Using a Quit Claim Deed Will Transfer Title And Nullify Your Wishes in Your Will
Added July 16, 2009 by Ilyce R. Glink
Summary: If you own a property and use a quit claim deed and later record that quit claim deed transfering title to someone while you're alive, how does that affect the terms of your will after you're dead? Does using and recording a quit claim deed before you die nullify the terms of your will? A reader finds herself in the situation where her elderly mother used a quit claim deed to deed her house to another daughter and grandchild.
Q: I have just learned that my 84-year old mother has deeded all of her property, including her home, to her granddaughter and my older sister. There is no mortgage against the house and the will states the property cannot be sold or mortgaged.

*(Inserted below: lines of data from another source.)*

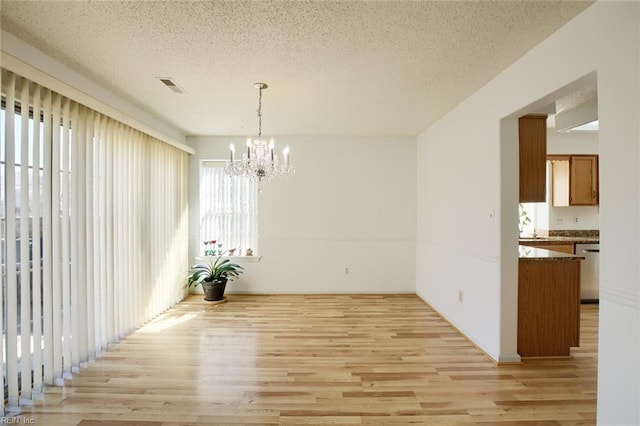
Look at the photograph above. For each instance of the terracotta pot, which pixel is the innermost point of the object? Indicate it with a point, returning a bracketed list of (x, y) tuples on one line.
[(214, 290)]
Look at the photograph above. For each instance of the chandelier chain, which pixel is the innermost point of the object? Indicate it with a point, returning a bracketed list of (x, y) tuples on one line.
[(260, 112), (260, 162)]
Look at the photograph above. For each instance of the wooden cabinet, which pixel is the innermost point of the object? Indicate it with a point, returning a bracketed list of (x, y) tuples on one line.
[(532, 136), (583, 180), (574, 180), (548, 307)]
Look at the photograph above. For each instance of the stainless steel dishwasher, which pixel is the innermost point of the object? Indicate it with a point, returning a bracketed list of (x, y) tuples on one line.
[(589, 272)]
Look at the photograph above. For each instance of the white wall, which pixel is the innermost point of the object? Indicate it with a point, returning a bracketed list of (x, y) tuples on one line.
[(565, 217), (351, 204), (467, 168)]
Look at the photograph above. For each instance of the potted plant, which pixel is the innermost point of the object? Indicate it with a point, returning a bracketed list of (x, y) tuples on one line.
[(213, 273)]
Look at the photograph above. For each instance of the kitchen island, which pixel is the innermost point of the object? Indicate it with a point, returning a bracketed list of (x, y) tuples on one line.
[(548, 302)]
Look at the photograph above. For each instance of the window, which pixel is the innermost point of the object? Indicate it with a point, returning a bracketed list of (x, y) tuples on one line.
[(228, 211)]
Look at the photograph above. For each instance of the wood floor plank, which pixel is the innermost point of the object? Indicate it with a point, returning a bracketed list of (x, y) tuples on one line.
[(318, 359)]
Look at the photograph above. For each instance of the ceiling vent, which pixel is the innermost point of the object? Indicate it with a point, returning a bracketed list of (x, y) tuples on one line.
[(167, 81)]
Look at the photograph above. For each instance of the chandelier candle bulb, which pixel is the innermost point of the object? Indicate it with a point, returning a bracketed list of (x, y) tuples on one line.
[(271, 146), (285, 153)]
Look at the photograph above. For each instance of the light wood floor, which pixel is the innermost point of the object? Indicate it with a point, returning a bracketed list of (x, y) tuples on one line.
[(334, 359)]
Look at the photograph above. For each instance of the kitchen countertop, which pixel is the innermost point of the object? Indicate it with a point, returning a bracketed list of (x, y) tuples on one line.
[(574, 240), (533, 253)]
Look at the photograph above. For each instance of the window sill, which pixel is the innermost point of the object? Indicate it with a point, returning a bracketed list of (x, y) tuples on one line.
[(241, 259)]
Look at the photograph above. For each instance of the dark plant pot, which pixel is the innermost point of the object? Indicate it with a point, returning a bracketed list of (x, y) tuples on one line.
[(214, 290)]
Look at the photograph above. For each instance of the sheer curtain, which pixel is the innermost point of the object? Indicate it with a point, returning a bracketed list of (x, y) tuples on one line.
[(228, 209), (94, 233)]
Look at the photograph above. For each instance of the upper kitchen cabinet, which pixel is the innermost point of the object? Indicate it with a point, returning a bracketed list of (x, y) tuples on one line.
[(532, 131), (574, 180), (583, 180)]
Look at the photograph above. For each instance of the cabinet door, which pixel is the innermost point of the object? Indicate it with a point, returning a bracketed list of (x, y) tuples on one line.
[(584, 180), (532, 131), (559, 181)]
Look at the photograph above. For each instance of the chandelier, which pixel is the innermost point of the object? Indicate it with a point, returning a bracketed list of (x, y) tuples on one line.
[(260, 161)]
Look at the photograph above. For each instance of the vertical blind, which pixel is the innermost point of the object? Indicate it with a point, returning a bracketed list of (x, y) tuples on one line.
[(228, 208), (94, 234)]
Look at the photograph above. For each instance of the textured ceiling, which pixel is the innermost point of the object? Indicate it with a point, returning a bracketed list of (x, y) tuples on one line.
[(347, 68)]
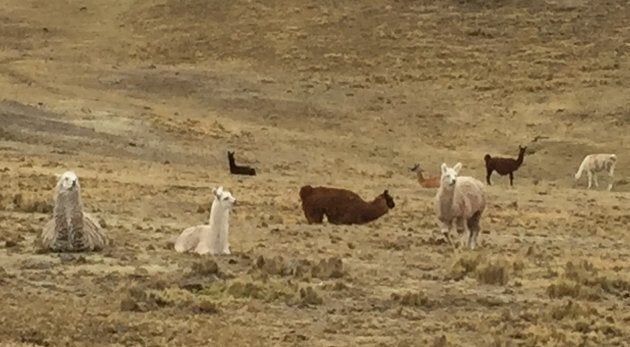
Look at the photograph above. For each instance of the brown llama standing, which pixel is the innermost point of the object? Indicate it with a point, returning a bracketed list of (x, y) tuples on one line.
[(425, 181), (342, 206), (504, 166)]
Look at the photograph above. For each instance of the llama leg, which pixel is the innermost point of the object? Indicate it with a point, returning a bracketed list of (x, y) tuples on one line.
[(465, 237), (474, 230), (595, 180), (610, 175), (445, 230)]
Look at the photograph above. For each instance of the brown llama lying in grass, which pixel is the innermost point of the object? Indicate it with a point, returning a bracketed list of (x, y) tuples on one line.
[(236, 169), (504, 166), (425, 181), (342, 206)]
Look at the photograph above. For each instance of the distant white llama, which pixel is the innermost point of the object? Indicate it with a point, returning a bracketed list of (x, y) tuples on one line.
[(211, 238), (459, 203), (594, 163), (71, 229)]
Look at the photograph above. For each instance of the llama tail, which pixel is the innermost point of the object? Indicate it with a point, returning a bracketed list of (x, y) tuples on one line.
[(305, 191)]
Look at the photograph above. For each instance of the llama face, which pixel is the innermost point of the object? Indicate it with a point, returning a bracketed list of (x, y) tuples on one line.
[(225, 198), (388, 199), (68, 181), (449, 175)]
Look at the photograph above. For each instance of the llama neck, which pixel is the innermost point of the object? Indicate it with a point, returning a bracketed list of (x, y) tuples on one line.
[(219, 218), (420, 176), (521, 156), (232, 162), (67, 201)]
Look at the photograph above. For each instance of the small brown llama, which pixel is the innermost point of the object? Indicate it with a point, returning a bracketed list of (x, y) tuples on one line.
[(425, 181), (504, 166), (342, 206)]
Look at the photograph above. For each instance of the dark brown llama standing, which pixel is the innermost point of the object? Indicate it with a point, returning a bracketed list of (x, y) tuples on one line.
[(238, 169), (342, 206), (504, 166)]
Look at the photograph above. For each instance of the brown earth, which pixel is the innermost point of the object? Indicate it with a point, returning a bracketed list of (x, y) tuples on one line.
[(143, 98)]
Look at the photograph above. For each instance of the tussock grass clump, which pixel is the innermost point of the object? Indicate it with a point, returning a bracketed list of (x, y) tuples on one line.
[(413, 299), (581, 280), (266, 291), (571, 310), (571, 289), (464, 264), (301, 268), (143, 299), (495, 273)]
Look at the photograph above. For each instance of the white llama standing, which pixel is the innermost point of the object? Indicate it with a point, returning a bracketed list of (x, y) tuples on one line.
[(211, 238), (459, 203), (594, 163)]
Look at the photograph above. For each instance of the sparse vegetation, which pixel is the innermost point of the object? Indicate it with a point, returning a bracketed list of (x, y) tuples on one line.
[(144, 97)]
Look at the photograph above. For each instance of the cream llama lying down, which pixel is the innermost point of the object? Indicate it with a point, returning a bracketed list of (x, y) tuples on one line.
[(211, 238), (71, 229)]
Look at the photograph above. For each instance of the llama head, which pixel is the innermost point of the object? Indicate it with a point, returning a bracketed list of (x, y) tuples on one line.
[(223, 197), (449, 174), (388, 199), (68, 181)]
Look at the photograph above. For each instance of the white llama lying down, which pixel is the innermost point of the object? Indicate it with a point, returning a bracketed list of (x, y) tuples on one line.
[(209, 238), (71, 229), (459, 203), (594, 163)]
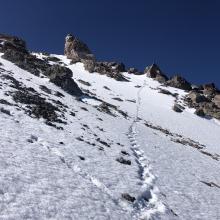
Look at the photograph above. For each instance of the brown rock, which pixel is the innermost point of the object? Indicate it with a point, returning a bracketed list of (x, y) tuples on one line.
[(216, 100), (76, 49), (179, 82)]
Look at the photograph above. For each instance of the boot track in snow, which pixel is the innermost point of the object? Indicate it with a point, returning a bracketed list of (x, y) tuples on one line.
[(147, 204)]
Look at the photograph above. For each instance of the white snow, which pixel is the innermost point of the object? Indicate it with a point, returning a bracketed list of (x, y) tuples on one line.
[(42, 178)]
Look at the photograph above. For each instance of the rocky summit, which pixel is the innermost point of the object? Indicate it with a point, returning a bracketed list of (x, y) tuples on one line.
[(83, 138)]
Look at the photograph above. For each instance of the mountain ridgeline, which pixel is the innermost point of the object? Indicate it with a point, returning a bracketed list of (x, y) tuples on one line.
[(204, 98), (88, 139)]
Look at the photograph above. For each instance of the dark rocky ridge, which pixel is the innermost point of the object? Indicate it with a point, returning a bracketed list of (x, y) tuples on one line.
[(205, 99), (78, 51), (15, 50)]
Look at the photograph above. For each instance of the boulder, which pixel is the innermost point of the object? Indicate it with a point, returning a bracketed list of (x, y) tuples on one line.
[(15, 51), (62, 77), (161, 78), (210, 109), (209, 90), (76, 50), (177, 108), (196, 97), (132, 70), (154, 72), (216, 100), (179, 82), (200, 112), (12, 42)]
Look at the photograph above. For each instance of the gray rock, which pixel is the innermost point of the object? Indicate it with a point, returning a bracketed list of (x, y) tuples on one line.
[(155, 72), (178, 108), (216, 100), (200, 112), (179, 82), (132, 70), (209, 90), (127, 197), (76, 50), (62, 77), (196, 97)]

I am a widow and also have a twin sister in addition to our older sister. My twin sister is divorced and she resides with my mother. We are the youngest of her children.
My mother’s will supposedly says that my sister and I can live in the house until we die. However, should one of us remarry we are to move out. And should the house need a major repair, we are to consult with the granddaughter and my older sister. Is this legal?
A: Your mother can dispose of her property in any way she wants. She chose to use a quit claim deed to transfer the property to her daugher and grand daughter. She can create stipulations in her will that govern what should be done with her property under certain conditions.
But if she has already given the property away to your older sister and her granddaughter, then her wishes stated in the will won’t apply to this house – they would apply only to property she currently owns. The purpose of a will is to dispose of property owned by a person at the time of their death. In your mother’s case, she would no longer own the home and you would have no rights to the home. Using a quit claim deed and recording the quit claim deed in this manner will nullify your mother's wishes in her will.
That would put you at the mercy of your older sister and your mother’s granddaughter.
Are you sure your mother is of sound mind? Are you sure she isn't being abused by your twin sister who resides with her? Has the deed already been recorded? Was it recorded properly?
If the quit claim deed to the property was recorded properly, then your mother's granddaughter and your sister probably already own the property. This was a foolish choice on your mother’s part, since it may expose her daughter and granddaughter to taxes down the line. If they simply inherited the property, it would likely be a tax free inheritance.
In any case, you should have a discussion with your mother to talk about why she has made these choices. If for nothing else, it will provide you with some closure. If you suspect that your mother made these decisions under duress, or was not of sound mind when she signed the papers, you should contact an elder law attorney.
Many states have enacted laws to protect older individuals from undue influence of relatives, friends and even strangers. These laws make it a crime to transfer ownership of their property when it is done under circumstances that could be abusive. If you suspect these circumstances, your attorney can give you more advice.